Des migrant se rassemblent près du centre de détention de Tadjoura, en Libye. Les Nations unies ont fait état jeudi d'informations selon lesquelles des gardes libyens ont ouvert le feu sur des migrants qui tentaient de fuir le camp de détention de Tadjoura, dans les faubourgs de Tripoli, où un bombardement a fait 53 morts dont six enfants mardi soir, selon un dernier bilan. /Photo prise le 4 juillet 2019/REUTERS/Ismail Zitouny

Des migrant se rassemblent près du centre de détention de Tadjoura, en Libye. Les Nations unies ont fait état jeudi d’informations selon lesquelles des gardes libyens ont ouvert le feu sur des migrants qui tentaient de fuir le camp de détention de Tadjoura, dans les faubourgs de Tripoli, où un bombardement a fait 53 morts dont six enfants mardi soir, selon un dernier bilan. /Photo prise le 4 juillet 2019/REUTERS/Ismail Zitouny

Les Nations unies ont fait état jeudi d’informations selon lesquelles des gardes libyens ont ouvert le feu sur des migrants qui tentaient de fuir le camp de détention de Tadjoura, dans les faubourgs de Tripoli, où un bombardement a fait 53 morts dont six enfants mardi soir, selon un dernier bilan.
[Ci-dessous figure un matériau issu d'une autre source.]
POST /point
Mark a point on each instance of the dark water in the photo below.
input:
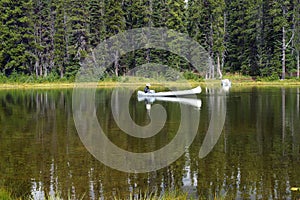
(257, 155)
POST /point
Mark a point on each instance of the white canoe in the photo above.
(187, 101)
(196, 90)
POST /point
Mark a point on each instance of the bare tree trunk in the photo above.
(219, 66)
(298, 65)
(116, 63)
(283, 53)
(283, 115)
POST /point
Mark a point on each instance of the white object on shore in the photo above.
(226, 82)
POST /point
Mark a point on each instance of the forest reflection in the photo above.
(257, 155)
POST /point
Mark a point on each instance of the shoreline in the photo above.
(110, 84)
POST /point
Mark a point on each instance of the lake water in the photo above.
(256, 155)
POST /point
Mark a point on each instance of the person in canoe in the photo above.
(147, 88)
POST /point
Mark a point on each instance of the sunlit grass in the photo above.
(5, 195)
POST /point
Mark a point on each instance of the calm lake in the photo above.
(256, 156)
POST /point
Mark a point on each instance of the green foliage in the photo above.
(42, 38)
(4, 195)
(191, 76)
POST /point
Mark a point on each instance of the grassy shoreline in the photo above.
(236, 82)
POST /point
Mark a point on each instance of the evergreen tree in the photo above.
(115, 23)
(16, 39)
(77, 34)
(60, 40)
(96, 22)
(297, 34)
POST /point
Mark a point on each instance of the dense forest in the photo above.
(51, 37)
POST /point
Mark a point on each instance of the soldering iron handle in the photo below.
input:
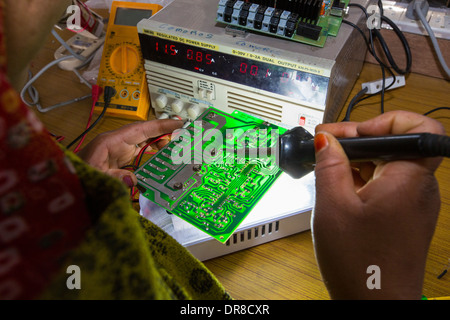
(296, 152)
(396, 147)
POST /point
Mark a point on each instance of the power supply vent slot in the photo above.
(259, 108)
(264, 230)
(170, 83)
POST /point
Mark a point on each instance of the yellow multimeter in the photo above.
(122, 65)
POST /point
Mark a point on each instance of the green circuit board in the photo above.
(204, 175)
(314, 21)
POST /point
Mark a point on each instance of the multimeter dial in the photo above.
(124, 60)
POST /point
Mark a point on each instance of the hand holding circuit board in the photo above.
(203, 176)
(215, 170)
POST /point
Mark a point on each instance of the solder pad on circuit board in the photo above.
(203, 176)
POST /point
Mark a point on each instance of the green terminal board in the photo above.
(205, 176)
(310, 21)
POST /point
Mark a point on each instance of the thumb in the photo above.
(333, 173)
(127, 177)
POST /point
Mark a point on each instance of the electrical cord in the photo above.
(433, 39)
(375, 34)
(34, 94)
(108, 94)
(436, 109)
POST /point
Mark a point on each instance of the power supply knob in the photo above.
(163, 116)
(177, 106)
(161, 101)
(193, 111)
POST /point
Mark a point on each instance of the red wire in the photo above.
(96, 91)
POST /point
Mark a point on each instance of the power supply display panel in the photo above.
(205, 176)
(305, 21)
(261, 73)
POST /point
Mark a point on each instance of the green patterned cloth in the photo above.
(125, 256)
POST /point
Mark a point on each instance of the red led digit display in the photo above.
(254, 73)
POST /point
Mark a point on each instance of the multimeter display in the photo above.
(130, 17)
(257, 74)
(122, 65)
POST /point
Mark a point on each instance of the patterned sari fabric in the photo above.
(60, 218)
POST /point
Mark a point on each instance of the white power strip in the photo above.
(376, 86)
(81, 45)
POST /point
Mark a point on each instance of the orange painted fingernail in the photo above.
(320, 141)
(128, 181)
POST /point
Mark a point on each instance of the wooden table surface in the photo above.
(285, 268)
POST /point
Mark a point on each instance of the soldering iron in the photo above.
(296, 153)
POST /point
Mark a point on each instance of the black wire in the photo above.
(352, 103)
(109, 93)
(436, 109)
(375, 34)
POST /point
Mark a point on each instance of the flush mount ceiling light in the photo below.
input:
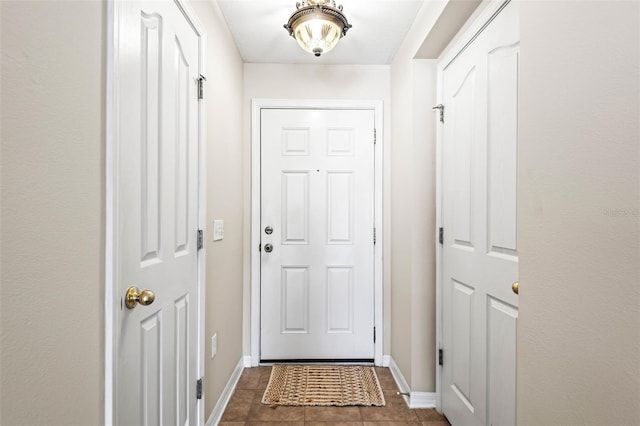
(317, 25)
Dans un rapport, le Bureau de la coordination des affaires humanitaires (OCHA) des Nations unies a déclaré que deux frappes aériennes avaient touché le camp de migrants, l’une détruisant un garage inoccupé, l’autre un hangar où se trouvaient environ 120 réfugiés et migrants.

Il s’agit du bilan le plus lourd pour une frappe aérienne ou un bombardement depuis le début de l’offensive terrestre et aérienne lancée il y a trois mois par les forces du maréchal Khalifa Haftar pour s’emparer de Tripoli, où se trouve le gouvernement libyen reconnu par la communauté internationale.

“Selon certaines informations, des gardes ont ouvert le feu sur des réfugiés et des migrants qui cherchaient à s’enfuir”, indique le rapport de l’OCHA.

L’émissaire de l’Onu pour la Libye, Ghassan Salamé, a dénoncé un “crime de guerre”. A Tripoli, le ministère de l’Intérieur du gouvernement d’union nationale (GNA) a catégoriquement démenti le rapport de l’OCHA. Le ministre de l’Intérieur, Fathi Ali Bashagha, a indiqué que le gouvernement de Fayez al Serraj envisageait de fermer la totalité des centres de rétention.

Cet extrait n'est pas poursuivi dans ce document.